Reputation: 349
I have a timeseries with a 5 minute resolution and I would like to aggregate (average) all values within 30 minutes intervals for each category (X/Y/Z) variable.
I have found many threads here on SO but none of them aggregates half-hourly and I don't have an idea how to combine the half-hourly aggregation with a second column. Furthermore, I would appreciate it if there would be a data.table solution, because of the superior performance.
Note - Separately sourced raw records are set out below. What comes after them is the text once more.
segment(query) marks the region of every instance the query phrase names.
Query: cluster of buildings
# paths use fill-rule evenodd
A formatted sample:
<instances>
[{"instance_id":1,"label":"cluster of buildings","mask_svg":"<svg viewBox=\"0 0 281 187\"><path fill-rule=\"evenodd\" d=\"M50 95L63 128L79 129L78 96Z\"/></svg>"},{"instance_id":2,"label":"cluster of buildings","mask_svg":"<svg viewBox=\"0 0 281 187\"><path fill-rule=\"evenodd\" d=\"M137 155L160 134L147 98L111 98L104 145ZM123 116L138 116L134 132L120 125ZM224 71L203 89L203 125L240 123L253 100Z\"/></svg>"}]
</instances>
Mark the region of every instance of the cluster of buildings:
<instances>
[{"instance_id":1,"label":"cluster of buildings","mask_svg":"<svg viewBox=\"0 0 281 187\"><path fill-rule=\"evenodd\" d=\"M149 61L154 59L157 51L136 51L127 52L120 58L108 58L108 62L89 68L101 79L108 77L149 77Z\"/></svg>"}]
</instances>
The original tables are several million rows long with 1000s of categories.
My data looks like this:
+---------------------+------+------------+
| Timestamp | DUID | Meter_Prod |
+---------------------+------+------------+
| 2018-03-01 00:00:00 | X | 1 |
| 2018-03-01 00:00:00 | Y | 2 |
| 2018-03-01 00:00:00 | Z | 3 |
| 2018-03-01 00:05:00 | X | 1 |
| 2018-03-01 00:05:00 | Y | 2 |
| 2018-03-01 00:05:00 | Z | 3 |
| ... | | |
| 2018-03-01 00:55:00 | X | 1 |
| 2018-03-01 00:55:00 | Y | 2 |
| 2018-03-01 00:55:00 | Z | 3 |
+---------------------+------+------------+
I would like to have this
+---------------------+------+--------------------+
| Timestamp | DUID | Meter_Prod_Average |
+---------------------+------+--------------------+
| 2018-03-01 00:00:00 | X | 1 |
| 2018-03-01 00:00:00 | Y | 2 |
| 2018-03-01 00:00:00 | Z | 3 |
| 2018-03-01 00:30:00 | X | 1 |
| 2018-03-01 00:30:00 | Y | 2 |
| 2018-03-01 00:30:00 | Z | 3 |
+---------------------+------+--------------------+
An example data frame is uploaded here: https://pastebin.com/4bESGTKH
Upvotes: 0
Views: 291
Reputation: 2017
You could try a data.table
rolling join. Create a new data.table with the time intervals you want:
head(dt)
# Timestamp DUID Meter_Prod
# 1 2018-03-01 00:00:00 X 15
# 2 2018-03-01 00:00:00 Y 122
# 3 2018-03-01 00:00:00 Z 6
# 4 2018-03-01 00:05:00 X 15
# 5 2018-03-01 00:05:00 Y 122
# 6 2018-03-01 00:05:00 Z 6
start_time <- as.POSIXct('2018-03-01 00:00:00')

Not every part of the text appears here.